The killings in Norway force us to recognize that a global religious war is gathering momentum. Efforts to persuade people to respect other religions fall on deaf ears because they partake of a linear, if then, tit for tat mindset.
In my book A Taoist Politics: The Case for Sacredness , I show that the basis of morality is not God, but nature as a system of which humans are a part. As fundamentalists insist, this implies that morality must form the basis of politics. It does not imply that this or that religion must dictate politics, but rather that humans cannot escape their place within a self-organizing whole.

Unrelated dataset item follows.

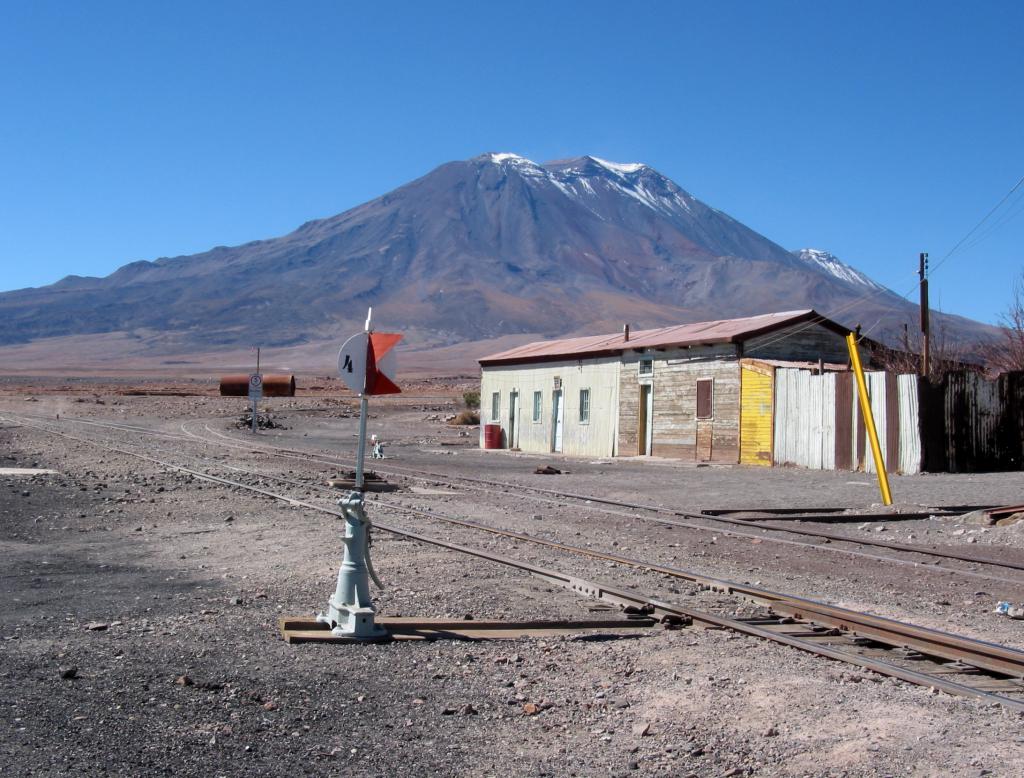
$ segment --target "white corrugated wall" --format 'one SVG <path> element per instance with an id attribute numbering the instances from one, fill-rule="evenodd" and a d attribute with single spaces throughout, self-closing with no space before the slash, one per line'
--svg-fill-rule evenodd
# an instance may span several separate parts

The attraction of Nazism lies in its claim of racial superiority, which denies the systemic nature of reality. The advantage of a Taoist mindset is that it is borne out by science. Fritjof Capra was one of the first to point out the similarities between ancient wisdom and modern physics, and over the last forty years, many scientists have acknowledged them. The similarities between Protestant and Islamic fundamentalism are beginning to dawn on political observers, but in a culture predicated on linear thinking, this does not suggest an alternative to the wars we are told we must fight.
Systems thinking and self-organization illustrate the circular character of the natural world. The idea of an all-powerful deity, above and therefore outside the natural world, is a linear concept, which leads to tit for tat thinking and actions. Even a superficial look at the three religions of the book shows that they are all based on the linear notion of punishment, or tit for tat. Moses’ God gave men rules, and punished without mercy any failure to respect them. Jesus’ God also gave rules, but forgave transgressions in return for repen-tance. As for Mohammed’s God, though he could also forgive, he ordered three prayers a day to ensure that believers would not forget the rules. (Later, zealots raised the number of prayers to five.)
The Tao te Ching, only 5000 characters long, still has meaning for us after 2,500 years:
The Tao that can be expressed
Is not the eternal Tao.
The Tao is nowhere to be found
Yet it nourishes and completes all things.
All things are born from Being
Being is born from non-Being.
Familiarity with the notion of a self-generating whole, rather than polemics that oppose rationality to belief, would appear to be the only way to conjure killing in the name of God.